High-Yield Debt Defaults at Incredible 1 Percent Pace in 2010

For the first five months of 2010, there have been just nine high-yield debt issuer defaults, representing an annual pace of defaults of just 1 percent, according to a report by Fitch Ratings.  The nine defaults affected a total of $1.7 billion of bonds.  Compare that to the 151 issuer defaults in 2009 that affected a record combined $118.6 in bonds, and the difference is astonishing.  The default rate in 2009 was 13.7 percent.

The report by Fitch Ratings examines the reasons why high-yield corporate defaults have all but disappeared, and why this stunning reversal does not necessarily portend that happy days are here again.  If nothing else, the data prove that high-yield corporate debt issuers are perhaps more sensitive than any other investment arena to macroeconomic and capital market developments.  Thus, the recent Eurozone debt crisis and questions about the sustainability of the economic recovery through 2011 and 2012, without the aid of heavy doses of government stimulus, may negatively affect high-yield bonds.

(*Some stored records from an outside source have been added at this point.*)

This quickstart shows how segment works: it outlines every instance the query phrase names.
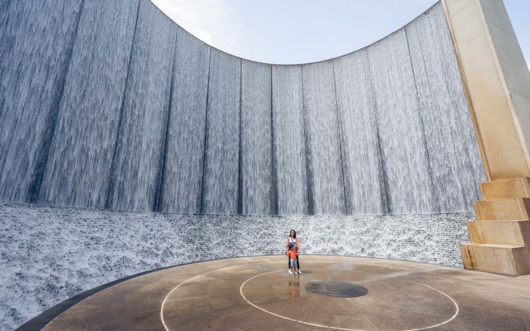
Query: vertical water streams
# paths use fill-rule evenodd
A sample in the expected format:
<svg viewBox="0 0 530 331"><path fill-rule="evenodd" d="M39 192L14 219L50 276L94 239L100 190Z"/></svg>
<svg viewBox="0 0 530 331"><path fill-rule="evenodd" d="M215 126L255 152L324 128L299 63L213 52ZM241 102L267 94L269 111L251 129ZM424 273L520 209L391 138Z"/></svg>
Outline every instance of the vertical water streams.
<svg viewBox="0 0 530 331"><path fill-rule="evenodd" d="M333 63L304 65L304 108L315 213L343 214L344 186Z"/></svg>
<svg viewBox="0 0 530 331"><path fill-rule="evenodd" d="M212 49L202 211L237 213L241 59Z"/></svg>
<svg viewBox="0 0 530 331"><path fill-rule="evenodd" d="M435 209L404 29L368 48L390 213Z"/></svg>
<svg viewBox="0 0 530 331"><path fill-rule="evenodd" d="M0 9L1 200L331 214L469 211L480 197L440 3L302 66L211 49L149 0Z"/></svg>
<svg viewBox="0 0 530 331"><path fill-rule="evenodd" d="M0 200L38 193L82 3L0 5Z"/></svg>
<svg viewBox="0 0 530 331"><path fill-rule="evenodd" d="M161 210L200 212L210 48L177 35Z"/></svg>
<svg viewBox="0 0 530 331"><path fill-rule="evenodd" d="M303 98L302 67L273 66L272 126L280 215L308 211Z"/></svg>
<svg viewBox="0 0 530 331"><path fill-rule="evenodd" d="M105 207L138 1L86 1L39 202Z"/></svg>
<svg viewBox="0 0 530 331"><path fill-rule="evenodd" d="M333 64L348 212L385 213L376 100L366 50L337 58Z"/></svg>
<svg viewBox="0 0 530 331"><path fill-rule="evenodd" d="M140 0L108 207L148 210L159 189L177 29Z"/></svg>
<svg viewBox="0 0 530 331"><path fill-rule="evenodd" d="M242 213L275 213L270 65L243 60L241 77Z"/></svg>
<svg viewBox="0 0 530 331"><path fill-rule="evenodd" d="M443 8L434 6L406 30L436 211L467 210L485 178Z"/></svg>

Still, the dramatically low 2010 default rate is remarkable, and has been produced by several factors.  These ranged from a marked decline in downgrades, to far improved bond market conditions, to the unprecedented quick action by U.S. companies to cut costs, shore up balance sheets, and boost liquidity in response to fears of a prolonged period of sluggish growth. All of these developments had and were expected to continue to put downward pressure on the default rate.

Fitch had forecast a default rate for 2010 of 6−7 percent, well below 2009’s 13.7 percent, but still elevated on a historical basis. With the 2010 default rate running significantly below this, Fitch estimates that the economy’s better than expected performance, especially on the consumer spending side, accounts for roughly half the variance between Fitch’s forecast and the pace of defaults this year. In years when the U.S. high yield default rate has run below 2 percent, U.S. GDP growth has averaged 3.5 percent. Fitch’s forecast, developed late in 2009, assumed weaker growth for 2010, on the order of 2 percent. Even so the 1 percent run rate is by all accounts extremely low.